Lam vs. Turrell

During lecture as Professor Sherman presented slide after slide of James Turrell’s incredible work, I began to understand the true depth of lighting and how it can completely alter ones perception of space. Each piece of work tells a different story and entices and moves the viewer by adjusting light. James Turrell is truly a master of light.

In this weeks reading, Perception and Lighting, William Lam explains in the most practical and comprehensive way, how to use lighting to highlight architecture while creating a natural and comfortable environment. Lam explains how to use lighting to direct human interaction with spaces and dictate the perception of buildings. William Lam is truly a master of light.

Both these architects are masters of lighting and altering the perception of space, however they both use light in completely different manners. William Lam approached lighting as an engineer of sorts, regulating how to properly employ lights with relationship to the outdoor and indoor environment to create a comfortable space. James Turrell uses his knowledge of lighting and perception to create art pieces that confuse the eyes and create new and odd experiences. Each architect uses distinctive techniques to create these effects.

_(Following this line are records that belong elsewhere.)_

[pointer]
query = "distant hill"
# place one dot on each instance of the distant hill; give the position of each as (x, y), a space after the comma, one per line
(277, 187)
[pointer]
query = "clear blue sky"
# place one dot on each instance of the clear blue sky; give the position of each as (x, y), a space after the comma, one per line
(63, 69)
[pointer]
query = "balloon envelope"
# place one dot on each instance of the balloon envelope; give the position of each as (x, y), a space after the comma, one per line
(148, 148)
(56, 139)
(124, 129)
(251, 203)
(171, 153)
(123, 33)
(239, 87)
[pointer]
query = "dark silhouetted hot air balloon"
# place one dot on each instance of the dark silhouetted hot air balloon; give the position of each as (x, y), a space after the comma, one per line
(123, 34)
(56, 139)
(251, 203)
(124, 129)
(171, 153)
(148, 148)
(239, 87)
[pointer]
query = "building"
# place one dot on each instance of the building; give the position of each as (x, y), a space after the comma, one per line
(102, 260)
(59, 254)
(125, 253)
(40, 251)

James Turrell, 1943-present, artist of over  140 pieces concerning light and space


William Lam, 1924-2012, pioneer of architecural lighting, author of Perception and Lighting

William Lam was the pioneer of lighting design; he is credited with making lighting a true element of architecture rather than a job of an engineer. William Lam shared in his 2001 hall of fame article that, “Lighting is about design and not engineering, If you know what a good environment is, you can create it. Lighting is applied perception psychology. You have to know what makes a good environment.”  In his book Perception and Lighting, Lam emphasizes a clear design intent that is visible through lighting, and recommends the use of windows as an energy saving lighting system that also meets our biological need to be in contact with the outdoors and sun. Lam also warns architects to avoid lighting that created interior conflict, or misdirected inhabitants. Lam illustrates in his book and in his work how to use lighting to emphasize architecture rather than to distract from the building. I believe Lam’s main goal is to create such natural lighting that one forgets that the light is coming from lamps and bulbs. By using muted lighting and natural sunlight designers can also significantly lower energy use.

Image                                                                                       Lam’s work on the Washington DC Union Metro Station fully demonstrate his key rules on lighting, Lam employs indirect, muted lighting to emphasize the brutalist architectural style of the station.

James Turrell does quite the opposite, by using extreme lighting to completely alter one’s perception of space. Rather than use lighting in a muted way, Turrell captures light to demonstrate how light forms the perception of the visible environment. Turrell stated in an interview, “ I make spaces that apprehend light for our perception, and in some ways gather it, or seem to hold it…my work is more about your seeing than it is about my seeing, although it is a product of my seeing.” Turrell creates art that can only be seen from the viewer’s eye, it alters reality, demonstrating how the human body can be tricked by lighting. For example in his work “White” Turrell uses an intense beam of white light from a hidden project which creates an illusion of geometric forms in a corner across the room.


Turrell’s work illustrates how intensely lighting affects the human body. Although completely unique approaches, both Turrell and Lam demonstrate how important lighting is in design and architecture. It is not just an element you can design in at the last minute, it is essential to consider lighting as one designs a space, and how the environment also provides for natural lighting.